Usually around this time of year, summer weekends for Lola Dole and her family are filled with carefree hikes in the woods, barbecues and swimming, all in and around the Mile-Away Campground near Henniker N.H.
These days, however, Dole is busy leading a small-scale revolt, the New Hampshire Union Leader reported.
Dole is one of hundreds of seasonal campers who have received property tax bills in recent weeks. In some cases, the bills have exceeded $1,000 — more than a third of the total cost for a six-month permit to stay at Mile-Away.
Assessing officials in Henniker and several other towns have issued the tax notices to campers in response to a directive from the state Department of Revenue Administration (DRA) that seasonal and year-around campers and trailers be taxed as real estate.
Dole is not having it.
“This is taxation without representation,” said Dole, who has been coming up to Mile-Away from North Reading, Mass., with her husband and four children for seven years. Like many seasonal campers, she pays to store her camper at the site during the fall and winter months.
“New Hampshire is supposed to love campers,” Dole added, referring to the slogan used by the New Hampshire Campground Owners Association. “This is the only thing we can afford to do, to come here and camp, and they’re going to ruin that.”
Dole, along with Renee Soucy, her friend and neighbor at Mile-Away who comes up from Raymond with her family on the weekends, have been circulating petitions among fellow campers and town residents protesting the tax. Dole said some campers gathered at Henniker Town Hall on Saturday to voice their complaint.

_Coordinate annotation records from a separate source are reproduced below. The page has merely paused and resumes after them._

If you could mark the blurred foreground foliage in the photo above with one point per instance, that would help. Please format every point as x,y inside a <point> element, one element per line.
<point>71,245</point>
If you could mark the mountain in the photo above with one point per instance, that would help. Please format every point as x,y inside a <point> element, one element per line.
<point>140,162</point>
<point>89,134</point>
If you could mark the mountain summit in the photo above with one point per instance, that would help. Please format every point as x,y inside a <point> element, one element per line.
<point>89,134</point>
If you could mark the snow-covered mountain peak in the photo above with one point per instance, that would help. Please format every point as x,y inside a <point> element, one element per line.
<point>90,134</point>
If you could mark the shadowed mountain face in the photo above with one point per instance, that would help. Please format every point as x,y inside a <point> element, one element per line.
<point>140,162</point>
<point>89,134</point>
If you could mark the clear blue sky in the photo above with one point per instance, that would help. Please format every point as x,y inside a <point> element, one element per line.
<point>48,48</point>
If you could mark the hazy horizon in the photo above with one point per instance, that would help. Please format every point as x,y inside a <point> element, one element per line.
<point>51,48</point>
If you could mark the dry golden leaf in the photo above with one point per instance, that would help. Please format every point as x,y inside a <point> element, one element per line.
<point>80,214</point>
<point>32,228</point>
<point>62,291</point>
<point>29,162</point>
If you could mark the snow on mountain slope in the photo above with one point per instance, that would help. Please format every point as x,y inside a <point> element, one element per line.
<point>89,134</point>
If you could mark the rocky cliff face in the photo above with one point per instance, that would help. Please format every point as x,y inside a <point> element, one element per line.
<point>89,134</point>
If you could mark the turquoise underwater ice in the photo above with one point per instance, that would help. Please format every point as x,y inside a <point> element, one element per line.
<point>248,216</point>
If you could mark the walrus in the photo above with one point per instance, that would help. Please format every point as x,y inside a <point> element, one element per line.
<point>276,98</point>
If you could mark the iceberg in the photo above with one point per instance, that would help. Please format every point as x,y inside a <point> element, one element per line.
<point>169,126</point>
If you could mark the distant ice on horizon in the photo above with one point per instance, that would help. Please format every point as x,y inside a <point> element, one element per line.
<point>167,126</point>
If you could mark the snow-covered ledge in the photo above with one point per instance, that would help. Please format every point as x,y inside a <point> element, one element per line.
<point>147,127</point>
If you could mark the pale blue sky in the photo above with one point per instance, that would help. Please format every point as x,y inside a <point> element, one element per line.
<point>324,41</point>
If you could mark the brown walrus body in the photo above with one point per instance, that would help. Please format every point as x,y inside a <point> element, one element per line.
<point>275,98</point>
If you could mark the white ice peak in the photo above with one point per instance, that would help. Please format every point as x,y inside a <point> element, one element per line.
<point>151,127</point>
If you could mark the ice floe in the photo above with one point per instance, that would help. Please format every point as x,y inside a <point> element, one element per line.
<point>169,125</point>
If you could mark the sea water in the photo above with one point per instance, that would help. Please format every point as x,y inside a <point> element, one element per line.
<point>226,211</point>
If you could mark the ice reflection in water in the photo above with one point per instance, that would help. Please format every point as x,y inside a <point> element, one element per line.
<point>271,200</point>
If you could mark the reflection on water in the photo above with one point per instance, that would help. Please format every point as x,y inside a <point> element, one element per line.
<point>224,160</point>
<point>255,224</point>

Mile-Away’s owner, Bob French, says the tax could devastate his business, since the vast majority of the roughly 150 campsites are occupied by seasonal campers.
David Cornell, the assistant director of the DRA’s property appraisal division, said towns are required under RSA 72-23 to assess all taxable real estate. The agency tells assessors to use a four-question test to determine whether seasonal recreational vehicles at campsites are taxable: Is the structure intended to be “more or less” permanent? Is it completely enclosed? Is it used as a dwelling? Is it intended to remain stationary?
So how can assessors determine whether a recreational vehicle is intended to remain stationary? “One of the simplest things is to check if it’s registered? That would indicate that it’s not intended to remain stationary,” he said. “A lot of times, decks and other structures are attached — this would be an indication that (the vehicle) is intended to remain stationary.”
Still, it appears DRA’s orders are open to a great deal of interpretation. While several towns, including Henniker and Hopkinton, have issued tax bills en masse to seasonal campers, other towns haven’t done so at all. Some town officials have argued that the expense of site-by-site assessing outweighs any additional tax revenue.
This is why the issue cries out for legislative action, according to Andy Sanborn, who represented Henniker in the state Senate last session and is now running for election in Senate District 9.
Sanborn sponsored a bill, SB 292, last session that would have exempted from property taxes “manufactured housing which is used as a temporary, seasonal dwelling for less than 210 days a year, is registered at a campground, is registered as a motor vehicle or transfer, or is in storage.”